Max sah, dass Ethan, der zunächst noch der Ruhigste gewesen war, kurz davor war, die Beherrschung zu verlieren, und zog ihn schnell zusammen mit ihren zehn Handlangern weg.
„Wir sollten wohl besser zurück zum Rastplatz gehen, bevor diese Vererbten unsere Leute anstecken und Anna das Leben schwer machen“, sagte Klaus, nachdem die beiden Vererbten und ihre Handlanger verschwunden waren.
Er wusste, dass er sie nicht offen bekämpfen konnte und ihnen nur mit seiner großen Klappe zusetzen konnte. Seine Worte hatten definitiv Wirkung gezeigt.
Da es ihnen verboten war, im Sinji-Tal zu kämpfen, wusste Klaus, dass die Leute zu hinterhältigen Tricks greifen würden, um sich an ihm zu rächen – und er hatte recht.
Max und Ethan, die nun im Bereich der Zentralregion saßen, warfen einen Blick auf ihre Schwester Ella Duncan.

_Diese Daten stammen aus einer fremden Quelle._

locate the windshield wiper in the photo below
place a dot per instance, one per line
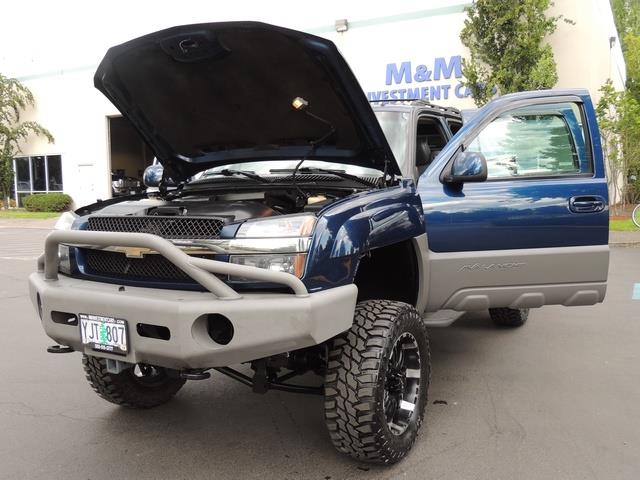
(337, 173)
(229, 173)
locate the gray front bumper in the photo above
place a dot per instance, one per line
(264, 323)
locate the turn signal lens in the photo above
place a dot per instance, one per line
(293, 264)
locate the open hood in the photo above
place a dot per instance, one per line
(217, 93)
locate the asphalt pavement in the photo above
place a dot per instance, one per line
(556, 399)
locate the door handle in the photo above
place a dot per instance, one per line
(587, 204)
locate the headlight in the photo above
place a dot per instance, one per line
(64, 223)
(280, 232)
(280, 226)
(291, 263)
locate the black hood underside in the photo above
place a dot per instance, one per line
(212, 94)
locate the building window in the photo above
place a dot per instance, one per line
(37, 174)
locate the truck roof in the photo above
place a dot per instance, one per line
(413, 104)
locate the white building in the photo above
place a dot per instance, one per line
(412, 49)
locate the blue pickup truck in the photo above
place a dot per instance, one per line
(323, 232)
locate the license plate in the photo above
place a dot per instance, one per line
(106, 334)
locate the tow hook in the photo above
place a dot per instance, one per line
(59, 349)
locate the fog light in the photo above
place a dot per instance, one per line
(219, 328)
(288, 263)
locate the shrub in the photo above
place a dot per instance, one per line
(12, 203)
(47, 202)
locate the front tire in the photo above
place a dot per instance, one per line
(509, 317)
(136, 387)
(376, 383)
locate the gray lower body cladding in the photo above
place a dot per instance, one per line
(264, 323)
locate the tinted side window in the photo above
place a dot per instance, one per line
(454, 126)
(535, 141)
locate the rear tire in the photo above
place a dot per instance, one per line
(509, 317)
(376, 383)
(132, 387)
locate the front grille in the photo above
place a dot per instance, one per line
(170, 227)
(150, 268)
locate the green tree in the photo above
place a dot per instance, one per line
(14, 99)
(507, 48)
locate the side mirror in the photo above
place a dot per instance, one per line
(152, 175)
(467, 167)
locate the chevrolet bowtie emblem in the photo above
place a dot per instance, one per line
(134, 252)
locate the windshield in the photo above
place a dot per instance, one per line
(394, 127)
(272, 167)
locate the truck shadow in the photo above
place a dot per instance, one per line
(221, 426)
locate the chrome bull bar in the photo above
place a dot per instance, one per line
(199, 269)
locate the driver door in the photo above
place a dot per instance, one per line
(535, 232)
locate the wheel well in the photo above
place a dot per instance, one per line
(389, 273)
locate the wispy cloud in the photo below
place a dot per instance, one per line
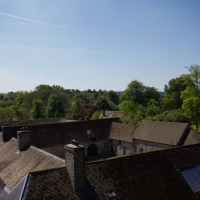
(39, 22)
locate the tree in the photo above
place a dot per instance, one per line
(103, 104)
(112, 96)
(38, 109)
(172, 98)
(191, 95)
(140, 94)
(55, 107)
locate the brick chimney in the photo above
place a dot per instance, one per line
(75, 163)
(6, 132)
(23, 137)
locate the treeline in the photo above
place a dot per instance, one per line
(179, 103)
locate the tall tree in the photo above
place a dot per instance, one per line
(191, 95)
(140, 94)
(38, 109)
(55, 107)
(172, 98)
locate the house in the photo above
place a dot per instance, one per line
(30, 173)
(153, 135)
(148, 136)
(105, 136)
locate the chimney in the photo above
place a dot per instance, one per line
(23, 137)
(75, 163)
(6, 132)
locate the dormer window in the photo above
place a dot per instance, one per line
(192, 177)
(112, 196)
(91, 135)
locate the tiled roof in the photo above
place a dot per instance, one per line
(16, 192)
(193, 137)
(14, 165)
(146, 176)
(124, 132)
(161, 132)
(55, 184)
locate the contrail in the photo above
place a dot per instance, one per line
(31, 20)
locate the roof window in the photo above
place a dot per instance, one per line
(112, 195)
(192, 177)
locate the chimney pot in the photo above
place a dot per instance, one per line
(75, 163)
(23, 137)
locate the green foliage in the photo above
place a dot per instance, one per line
(191, 95)
(38, 109)
(6, 113)
(140, 94)
(172, 98)
(113, 97)
(103, 103)
(96, 114)
(54, 107)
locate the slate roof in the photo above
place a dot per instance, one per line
(14, 165)
(147, 176)
(55, 184)
(112, 114)
(124, 132)
(193, 137)
(17, 192)
(171, 133)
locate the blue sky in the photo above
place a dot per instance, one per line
(96, 44)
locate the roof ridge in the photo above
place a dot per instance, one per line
(142, 154)
(47, 153)
(46, 170)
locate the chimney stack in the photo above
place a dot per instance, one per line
(75, 163)
(6, 132)
(23, 137)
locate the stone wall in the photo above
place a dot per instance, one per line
(37, 121)
(102, 148)
(75, 163)
(140, 146)
(121, 148)
(59, 134)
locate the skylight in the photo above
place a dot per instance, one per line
(192, 177)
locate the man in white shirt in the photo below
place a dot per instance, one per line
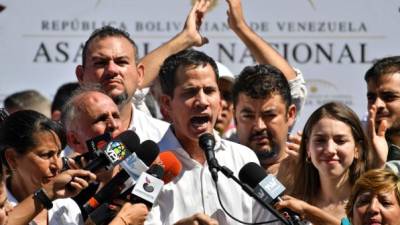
(192, 99)
(109, 58)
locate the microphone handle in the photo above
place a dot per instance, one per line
(293, 216)
(96, 164)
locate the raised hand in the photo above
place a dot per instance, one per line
(132, 214)
(194, 22)
(235, 14)
(77, 179)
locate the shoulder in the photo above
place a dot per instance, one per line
(240, 153)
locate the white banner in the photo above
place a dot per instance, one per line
(331, 42)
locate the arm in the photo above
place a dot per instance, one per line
(198, 218)
(131, 214)
(188, 37)
(308, 212)
(30, 207)
(380, 148)
(260, 49)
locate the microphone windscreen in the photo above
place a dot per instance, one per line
(252, 174)
(206, 141)
(148, 152)
(172, 166)
(156, 171)
(130, 139)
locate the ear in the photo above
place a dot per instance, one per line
(291, 115)
(79, 73)
(357, 151)
(140, 72)
(11, 157)
(74, 143)
(56, 115)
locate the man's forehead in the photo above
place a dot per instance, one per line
(275, 99)
(97, 44)
(93, 100)
(188, 74)
(384, 82)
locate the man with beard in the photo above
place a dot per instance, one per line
(263, 114)
(109, 58)
(88, 114)
(266, 100)
(383, 94)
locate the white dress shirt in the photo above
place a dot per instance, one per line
(147, 127)
(193, 190)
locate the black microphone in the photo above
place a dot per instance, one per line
(148, 186)
(115, 151)
(133, 166)
(145, 191)
(207, 143)
(265, 186)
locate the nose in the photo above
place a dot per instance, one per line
(201, 99)
(55, 163)
(112, 67)
(259, 123)
(331, 147)
(379, 103)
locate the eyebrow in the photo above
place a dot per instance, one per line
(2, 203)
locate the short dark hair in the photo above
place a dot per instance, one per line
(103, 32)
(261, 81)
(188, 57)
(64, 92)
(382, 67)
(18, 129)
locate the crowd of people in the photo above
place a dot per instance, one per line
(337, 170)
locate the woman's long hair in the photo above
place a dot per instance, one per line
(307, 180)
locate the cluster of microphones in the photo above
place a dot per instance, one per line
(144, 171)
(141, 178)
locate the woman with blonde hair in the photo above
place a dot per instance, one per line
(375, 199)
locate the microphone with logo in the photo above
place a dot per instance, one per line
(133, 166)
(171, 168)
(94, 145)
(207, 143)
(266, 187)
(115, 151)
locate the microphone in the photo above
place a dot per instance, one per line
(207, 143)
(145, 191)
(265, 186)
(98, 142)
(115, 151)
(149, 186)
(172, 166)
(147, 151)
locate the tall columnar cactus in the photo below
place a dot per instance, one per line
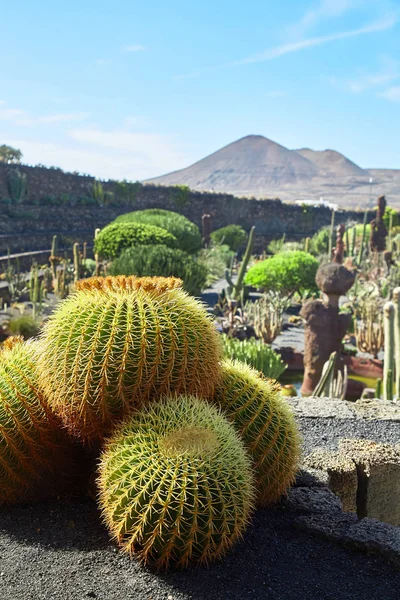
(118, 341)
(33, 454)
(396, 302)
(266, 425)
(236, 288)
(388, 361)
(176, 484)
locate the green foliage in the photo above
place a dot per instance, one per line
(255, 353)
(162, 261)
(266, 424)
(31, 452)
(25, 325)
(187, 233)
(117, 237)
(179, 195)
(233, 236)
(216, 259)
(176, 484)
(17, 185)
(288, 273)
(10, 155)
(117, 342)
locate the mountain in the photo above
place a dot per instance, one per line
(332, 162)
(256, 166)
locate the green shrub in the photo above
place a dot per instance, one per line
(287, 273)
(215, 259)
(26, 326)
(117, 237)
(233, 236)
(187, 233)
(161, 261)
(255, 353)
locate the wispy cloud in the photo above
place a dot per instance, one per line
(325, 9)
(392, 94)
(271, 53)
(133, 48)
(53, 118)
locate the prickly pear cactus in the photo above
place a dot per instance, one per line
(33, 453)
(267, 426)
(119, 341)
(176, 484)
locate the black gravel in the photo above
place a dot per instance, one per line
(326, 432)
(59, 550)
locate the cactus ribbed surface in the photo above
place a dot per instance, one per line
(118, 341)
(266, 425)
(175, 484)
(32, 451)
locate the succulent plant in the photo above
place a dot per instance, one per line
(176, 484)
(33, 453)
(266, 424)
(118, 341)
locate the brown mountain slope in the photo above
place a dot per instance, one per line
(251, 162)
(332, 163)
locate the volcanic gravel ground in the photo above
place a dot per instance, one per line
(326, 432)
(59, 550)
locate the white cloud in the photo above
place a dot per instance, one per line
(53, 118)
(270, 54)
(392, 94)
(133, 48)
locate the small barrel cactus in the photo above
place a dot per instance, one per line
(266, 424)
(118, 341)
(176, 484)
(34, 455)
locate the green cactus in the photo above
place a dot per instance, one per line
(236, 290)
(396, 302)
(266, 424)
(255, 353)
(176, 484)
(118, 341)
(33, 453)
(388, 361)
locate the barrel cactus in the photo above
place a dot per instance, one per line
(119, 341)
(34, 455)
(175, 483)
(266, 424)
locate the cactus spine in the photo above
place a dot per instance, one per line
(176, 484)
(236, 289)
(32, 451)
(118, 341)
(396, 302)
(266, 425)
(388, 362)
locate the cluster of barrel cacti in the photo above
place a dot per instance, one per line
(187, 444)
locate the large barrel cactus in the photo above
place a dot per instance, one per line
(34, 455)
(266, 424)
(118, 341)
(175, 483)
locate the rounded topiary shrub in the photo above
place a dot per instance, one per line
(117, 237)
(187, 234)
(176, 484)
(286, 272)
(161, 261)
(233, 236)
(117, 342)
(266, 425)
(34, 455)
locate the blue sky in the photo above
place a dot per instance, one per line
(129, 89)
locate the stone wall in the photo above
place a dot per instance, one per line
(51, 201)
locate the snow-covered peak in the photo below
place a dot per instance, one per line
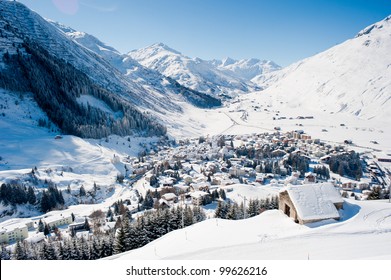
(194, 73)
(247, 68)
(227, 61)
(353, 77)
(375, 27)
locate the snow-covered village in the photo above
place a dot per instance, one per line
(147, 152)
(175, 185)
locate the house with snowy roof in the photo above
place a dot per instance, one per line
(311, 202)
(12, 231)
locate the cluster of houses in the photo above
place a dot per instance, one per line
(195, 169)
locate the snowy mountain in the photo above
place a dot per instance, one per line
(193, 73)
(157, 85)
(273, 236)
(35, 55)
(245, 68)
(353, 77)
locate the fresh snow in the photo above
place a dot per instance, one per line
(315, 201)
(193, 73)
(353, 77)
(362, 233)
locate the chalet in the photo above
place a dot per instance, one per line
(56, 221)
(201, 186)
(309, 178)
(311, 203)
(237, 171)
(349, 185)
(199, 198)
(12, 231)
(170, 197)
(150, 177)
(76, 226)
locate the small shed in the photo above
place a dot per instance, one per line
(311, 202)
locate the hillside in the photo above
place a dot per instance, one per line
(246, 68)
(353, 77)
(156, 85)
(274, 236)
(193, 73)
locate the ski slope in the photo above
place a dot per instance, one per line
(363, 233)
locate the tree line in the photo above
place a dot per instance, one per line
(56, 85)
(232, 211)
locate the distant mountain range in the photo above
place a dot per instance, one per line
(60, 65)
(224, 78)
(353, 77)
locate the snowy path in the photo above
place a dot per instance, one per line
(363, 233)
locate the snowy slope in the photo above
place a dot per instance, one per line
(246, 68)
(193, 73)
(21, 24)
(156, 85)
(353, 77)
(363, 233)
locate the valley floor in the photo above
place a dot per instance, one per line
(363, 233)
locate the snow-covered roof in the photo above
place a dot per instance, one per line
(169, 196)
(315, 201)
(198, 194)
(12, 225)
(35, 238)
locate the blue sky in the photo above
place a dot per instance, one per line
(281, 30)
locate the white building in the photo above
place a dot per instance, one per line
(56, 221)
(12, 231)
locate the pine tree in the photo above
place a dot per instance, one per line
(109, 213)
(120, 241)
(233, 211)
(19, 252)
(5, 254)
(31, 198)
(223, 196)
(86, 225)
(82, 191)
(46, 230)
(45, 203)
(94, 250)
(219, 212)
(48, 252)
(41, 226)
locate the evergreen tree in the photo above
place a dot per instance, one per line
(120, 241)
(223, 196)
(86, 225)
(48, 252)
(82, 191)
(46, 230)
(94, 250)
(41, 226)
(45, 203)
(219, 212)
(31, 198)
(109, 213)
(19, 252)
(5, 254)
(233, 211)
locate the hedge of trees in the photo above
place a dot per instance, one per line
(56, 85)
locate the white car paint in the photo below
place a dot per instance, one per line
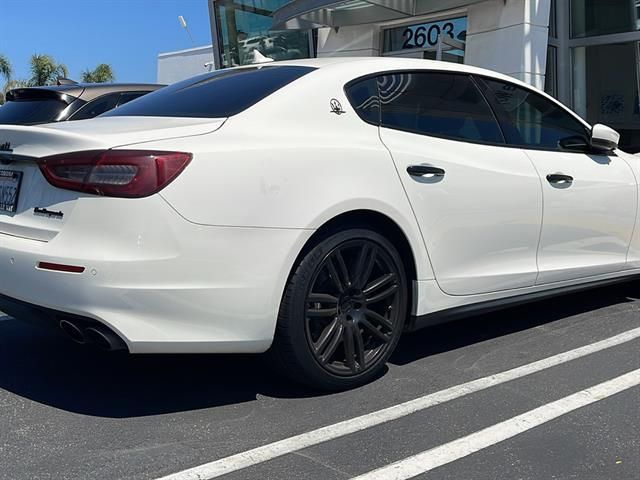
(201, 265)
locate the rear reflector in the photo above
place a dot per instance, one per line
(114, 173)
(56, 267)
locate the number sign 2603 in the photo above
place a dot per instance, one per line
(423, 36)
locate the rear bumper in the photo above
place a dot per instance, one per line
(163, 284)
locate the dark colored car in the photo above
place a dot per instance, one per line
(72, 101)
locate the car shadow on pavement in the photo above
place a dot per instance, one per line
(475, 329)
(46, 367)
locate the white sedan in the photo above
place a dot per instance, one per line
(315, 208)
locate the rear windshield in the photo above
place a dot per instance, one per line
(213, 95)
(31, 112)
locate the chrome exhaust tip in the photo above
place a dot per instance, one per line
(73, 331)
(104, 338)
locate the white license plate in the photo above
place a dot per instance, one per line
(10, 181)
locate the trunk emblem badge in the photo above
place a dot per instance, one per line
(43, 212)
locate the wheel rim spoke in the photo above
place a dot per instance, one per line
(383, 295)
(327, 337)
(322, 312)
(379, 319)
(322, 298)
(349, 349)
(366, 261)
(333, 274)
(353, 306)
(366, 324)
(342, 266)
(359, 343)
(379, 283)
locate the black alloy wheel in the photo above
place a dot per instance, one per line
(343, 311)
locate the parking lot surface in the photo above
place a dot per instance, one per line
(545, 390)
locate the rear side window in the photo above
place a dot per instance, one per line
(363, 96)
(31, 111)
(438, 104)
(97, 107)
(213, 95)
(533, 120)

„War es erfolgreich?“, fragte Ethan.
„Ja, ich habe es geschafft, die obersten Anführer der westlichen, südlichen und nördlichen Region auf unsere Seite zu ziehen“, antwortete Ella.
„Was ist mit der östlichen Region?“, fragte Max.
„Da diese Zicke Anna Ross ihre Anführerin ist, habe ich Leute zum drittplatzierten Einzelkämpfer geschickt, aber er hat das Angebot abgelehnt. Aber keine Sorge – ich habe meine Leute, die im Hintergrund arbeiten. Klaus Hanson wird schon bald bekommen, was er verdient.“
„Gut gemacht, Ella. Wir müssen uns auch für unsere Region vorbereiten. Dieses Mal werden wir Klaus Hanson zeigen, mit wem er sich angelegt hat“, sagte Ethan und ballte die Faust.